The author: Terry Fallis
Publication: McClelland & Stewart, 2015
Got it from: The library
I really enjoyed Terry Fallis's political books, The Best Laid Plans and The High Road, which poked gentle fun at Canadian politics with a healthy dose of liberal idealism thrown in (that's big "L" and little"l" liberal.) Surely Angus McLintock, the grizzled feminist engineering professor/MP at the heart of these novels, would approve of our new PM. Wait, did I say feminist engineering professor? You mean an actual male writer has a feminist character in a mainstream novel?
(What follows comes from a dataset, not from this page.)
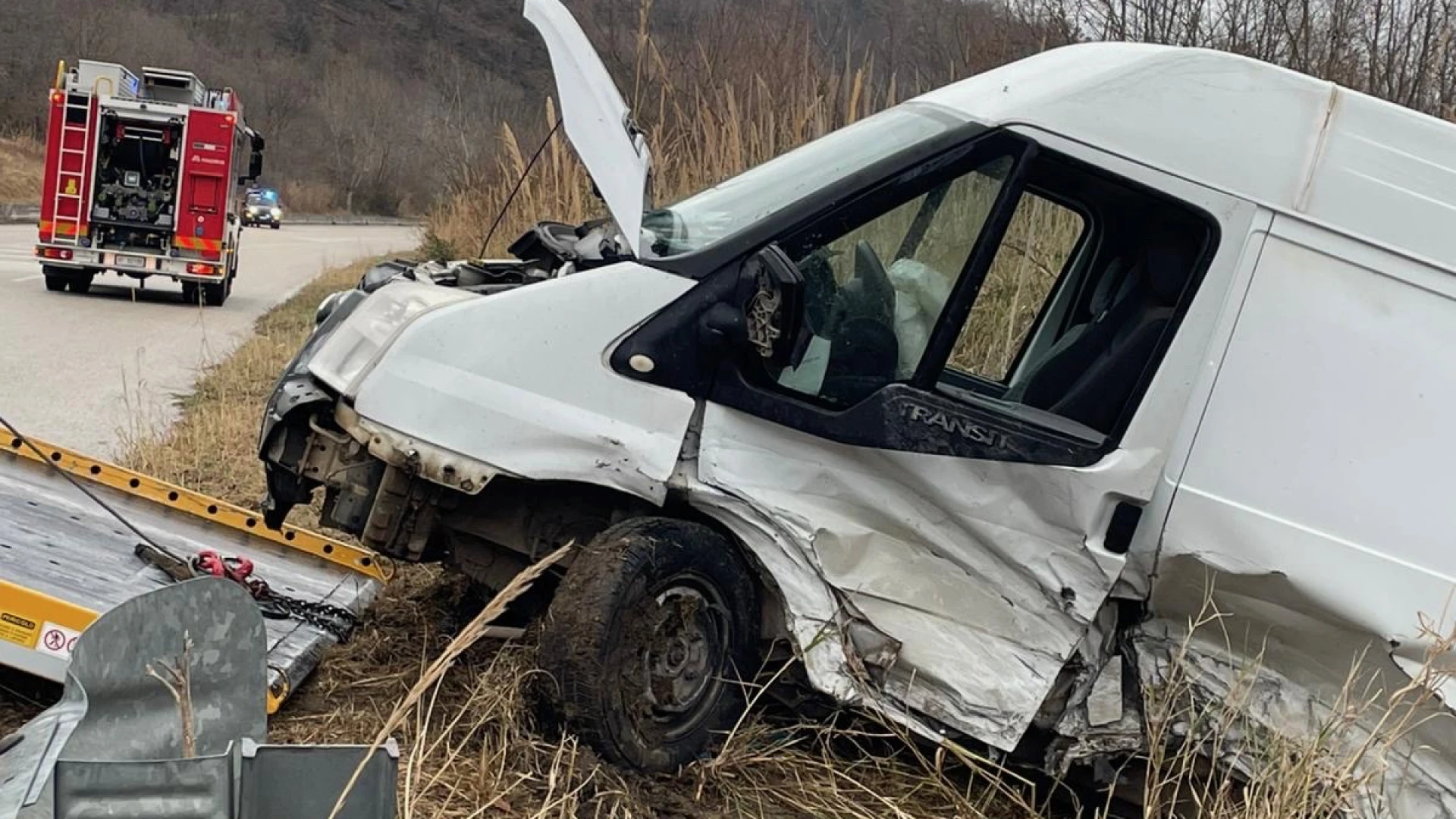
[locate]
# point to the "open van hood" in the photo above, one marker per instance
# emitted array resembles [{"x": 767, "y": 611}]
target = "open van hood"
[{"x": 598, "y": 120}]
That's just one of the many delightful touches in Fallis's stories that elevate them to must-reads, at least in this feminist's eyes.
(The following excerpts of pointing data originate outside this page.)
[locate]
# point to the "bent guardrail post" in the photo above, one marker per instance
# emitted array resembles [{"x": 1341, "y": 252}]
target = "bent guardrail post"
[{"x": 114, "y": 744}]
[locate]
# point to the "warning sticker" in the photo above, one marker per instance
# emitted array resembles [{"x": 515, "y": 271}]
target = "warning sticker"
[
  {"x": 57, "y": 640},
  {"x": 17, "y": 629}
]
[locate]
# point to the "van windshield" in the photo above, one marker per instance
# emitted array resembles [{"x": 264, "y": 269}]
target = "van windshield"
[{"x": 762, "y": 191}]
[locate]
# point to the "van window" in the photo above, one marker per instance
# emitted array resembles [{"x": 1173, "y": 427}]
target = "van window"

So imagine how excited I was that a male feminist was going to be the main character of Fallis's new book, Poles Apart. The title is a double entendre, as the hero lives (by accident) above a strip club. Everett Kane is a freelance writer who's drifting in life. The only time he ever felt enthusiastic about something was in his university days, when he worked as a crusader for women's equality. His dad is an old-school misogynist, his mom a high-powered businesswoman (they're divorced). Everett moves to Florida after his father suffers a stroke. At the rehab centre he meets Beverley Tanner, a feminist from the heyday of second-wave feminism and an idol of Everett's. Beverley inspires him to write passionately about feminism, which he does on his new blog, Eve of Equality (which uses both the phrase "on the eve of equality" and Everett's name).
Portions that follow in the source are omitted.